#                                                Microtask 1


#### Produce a listing of the number of new committers per month, and the number of commits for each of them, as a table and as a CSV file. Use the GrimoireLab enriched index for git.


In [5]:
# importing the neccesary libraries

from datetime import datetime
from pprint import pprint
from elasticsearch_dsl import Search

import elasticsearch as ES
import elasticsearch_dsl
import subprocess
import calendar
import pandas as pd

#### Configuring ElasticSearch URL, Repository name and indices name

In [8]:
# Url for the git repo to analyze
repo_url = "http://github.com/grimoirelab/perceval.git"

#url at which Elasticsearch must be running
es_url = "http://localhost:9200"

# Directory for letting Perceval clone the git repo
raw_index = "commits_raw"
enriched_index = "commits"

# ElasticSearch instance (url)
es = ES.Elasticsearch([es_url])

#### Before retriving data from git repo, first we need to make sure any index of same name doesn't already exits and delete them if they exist

In [9]:

if(es.indices.exists(raw_index)):
    es.indices.delete(raw_index)
    
if(es.indices.exists(enriched_index)):
    es.indices.delete(enriched_index)

#### Retrieving data 

In [10]:
# We will be using p2o.py to retrive data,upload raw_data, enrich data and 
# upload enriched indices to elasticsearch with the help of python subprocess

subprocess.run(['p2o.py', '--enrich', '--index', raw_index , '--index-enrich', enriched_index, 
 '-e',es_url, '--no_inc', '--debug', 'git', repo_url ])

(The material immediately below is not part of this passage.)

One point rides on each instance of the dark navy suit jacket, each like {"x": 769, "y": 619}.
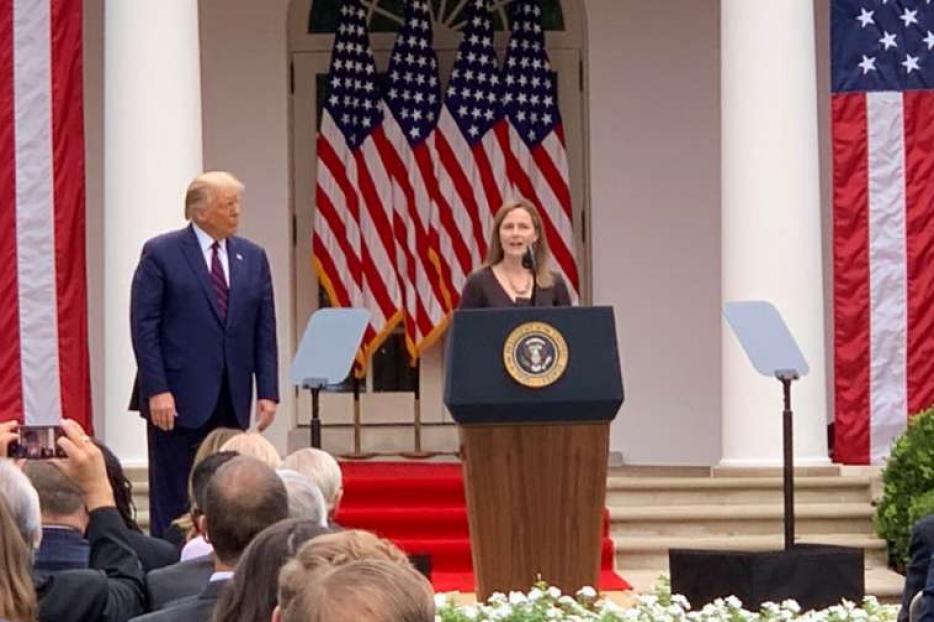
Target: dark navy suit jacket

CompletedProcess(args=['p2o.py', '--enrich', '--index', 'commits_raw', '--index-enrich', 'commits', '-e', 'http://localhost:9200', '--no_inc', '--debug', 'git', 'http://github.com/grimoirelab/perceval.git'], returncode=0)

In [11]:
# We will search in enriched index using Elasticsearch's built in search function

response=es.search(index=enriched_index)
total_commits = (response['hits']['total'])
response = es.search(index=enriched_index, body={"size":total_commits})
commits_list = []
for x in range(total_commits):
    commits_list.append(response['hits']['hits'][x]['_source'])
    
print ("Total number of commits on this repository", total_commits)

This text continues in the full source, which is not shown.